La primavera è sbocciata e con lei la nostra voglia di prodotti freschi e sani: lo sapevi che puoi facilmente portare i sapori della nuova stagione direttamente sul tuo terrazzo?

Ricreare un orto sul balcone è semplicissimo.
Per cominciare, ti basterà un vaso piuttosto grande e non troppo pesante, per non sovraccaricare la superficie: scegline uno di materiali ecologici, ne esistono di vari tipi.

Dopo la scelta del vaso, passiamo al terriccio. Per prima cosa componi un fondo drenante, in modo che l’acqua non ristagni: puoi utilizzare della ghiaia, oppure delle vecchie pigne.

La scelta delle sementi va di gusti in gusti, ma per il nostro balcone alcune piantine sono più adatte di altre. Insalatine da taglio e bietole sono ideali perché, una volta tagliate, ricresceranno garantendo sempre una fornitura di prodotti freschi e pronti al consumo; anche pomodori, zucchine e basilico possono dare grandi soddisfazioni: tutte le sementi sono facilmente reperibili e ordinabili online.
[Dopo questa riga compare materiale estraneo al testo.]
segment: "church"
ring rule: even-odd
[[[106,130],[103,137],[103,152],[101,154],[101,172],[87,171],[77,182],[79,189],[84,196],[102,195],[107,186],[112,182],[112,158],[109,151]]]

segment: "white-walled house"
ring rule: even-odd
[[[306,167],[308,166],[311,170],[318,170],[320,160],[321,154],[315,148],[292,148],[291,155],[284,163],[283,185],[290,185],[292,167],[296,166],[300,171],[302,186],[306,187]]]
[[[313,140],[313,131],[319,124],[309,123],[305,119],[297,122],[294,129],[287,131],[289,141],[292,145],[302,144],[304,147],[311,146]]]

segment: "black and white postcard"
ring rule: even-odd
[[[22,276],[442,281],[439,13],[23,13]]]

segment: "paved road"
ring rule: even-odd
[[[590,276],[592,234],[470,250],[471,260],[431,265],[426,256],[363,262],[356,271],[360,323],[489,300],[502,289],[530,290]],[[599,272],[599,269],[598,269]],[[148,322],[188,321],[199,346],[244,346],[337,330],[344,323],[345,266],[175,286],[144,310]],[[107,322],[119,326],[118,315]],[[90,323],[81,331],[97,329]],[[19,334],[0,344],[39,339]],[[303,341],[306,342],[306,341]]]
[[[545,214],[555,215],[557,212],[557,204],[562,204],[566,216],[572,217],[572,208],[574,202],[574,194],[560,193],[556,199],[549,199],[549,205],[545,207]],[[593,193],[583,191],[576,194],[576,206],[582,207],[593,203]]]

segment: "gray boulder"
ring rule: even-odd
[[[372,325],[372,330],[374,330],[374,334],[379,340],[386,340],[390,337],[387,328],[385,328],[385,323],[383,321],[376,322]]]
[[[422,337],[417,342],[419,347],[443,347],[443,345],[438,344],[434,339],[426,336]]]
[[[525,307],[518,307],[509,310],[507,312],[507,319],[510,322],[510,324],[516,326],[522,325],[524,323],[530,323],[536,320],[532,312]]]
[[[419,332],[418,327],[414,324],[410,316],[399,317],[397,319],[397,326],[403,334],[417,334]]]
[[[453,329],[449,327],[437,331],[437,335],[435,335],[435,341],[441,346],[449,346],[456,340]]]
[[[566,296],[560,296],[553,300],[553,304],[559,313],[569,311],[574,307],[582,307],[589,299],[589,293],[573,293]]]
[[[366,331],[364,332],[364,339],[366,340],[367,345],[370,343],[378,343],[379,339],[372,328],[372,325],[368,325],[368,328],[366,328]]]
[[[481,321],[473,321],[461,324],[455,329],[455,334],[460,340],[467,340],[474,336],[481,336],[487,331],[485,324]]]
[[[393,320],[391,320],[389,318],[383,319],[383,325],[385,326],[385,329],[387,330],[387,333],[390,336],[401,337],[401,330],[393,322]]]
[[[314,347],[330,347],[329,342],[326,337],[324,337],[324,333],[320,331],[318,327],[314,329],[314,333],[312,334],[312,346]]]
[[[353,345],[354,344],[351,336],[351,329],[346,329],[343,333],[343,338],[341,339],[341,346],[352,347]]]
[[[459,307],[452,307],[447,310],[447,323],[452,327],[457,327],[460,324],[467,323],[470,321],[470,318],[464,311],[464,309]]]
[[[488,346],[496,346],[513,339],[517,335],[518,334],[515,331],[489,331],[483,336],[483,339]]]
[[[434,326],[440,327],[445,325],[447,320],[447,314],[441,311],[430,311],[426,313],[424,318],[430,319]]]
In questo periodo, si sa, il clima può essere un po’ imprevedibile; per preservare l’ortaggio in caso d’improvvisi cali di temperatura, basta creare una campana ritagliando il fondo di una bottiglia di plastica e coprirlo. 

Se invece sei alla ricerca di piante edibili che abbelliscano il tuo terrazzo, puoi optare per il tropeolo: pianta ornamentale leggermente piccante di cui si possono consumare fiori e foglie, ha semi piuttosto grandi che germinano in breve tempo. La pianta, una volta cresciuta, crea un effetto ricadente che donerà un aspetto grazioso al davanzale.

E che dire dei bulbi? Oltre a produrre piante molto belle, fioriscono rapidamente e si mantengono per lungo tempo. Ultimata la fioritura, ti basterà tagliare i gambi e tenere le foglie, in modo da continuare a nutrire le piante; una volta seccate queste ultime, i bulbi saranno a tutti gli effetti a riposo: tienili da parte e ripiantali il prossimo anno.

Ricordati sempre che le tue piante avranno bisogno di nutrimento: potrai creare il tuo compost fatto in casa utilizzando un vaso di terracotta e due sottovasi, uno da porre sotto e uno da utilizzare come copertura; agli scarti alimentari – meglio se sminuzzati a dovere – dovrai aggiungere delle sostanze assorbenti come il cartone da imballaggio o i sacchetti di carta del pane.

Un compost prodotto in questo modo ci metterà circa sei mesi a maturare, ma puoi sempre utilizzare elementi alternativi per assicurare nutrimento alle tue piante: per esempio, puoi usare i fondi del caffè o le foglie del tè, ideali per piante acidofile come agrumi o azalee. I fondi della camomilla, invece, sono neutri e possono essere impiegati per ogni tipo di pianta.

Ora che le coltivazioni da balcone per te non hanno più segreti, ti diamo un consiglio: inizia da un orto di piccole dimensioni, potrai sempre ingrandirlo in futuro!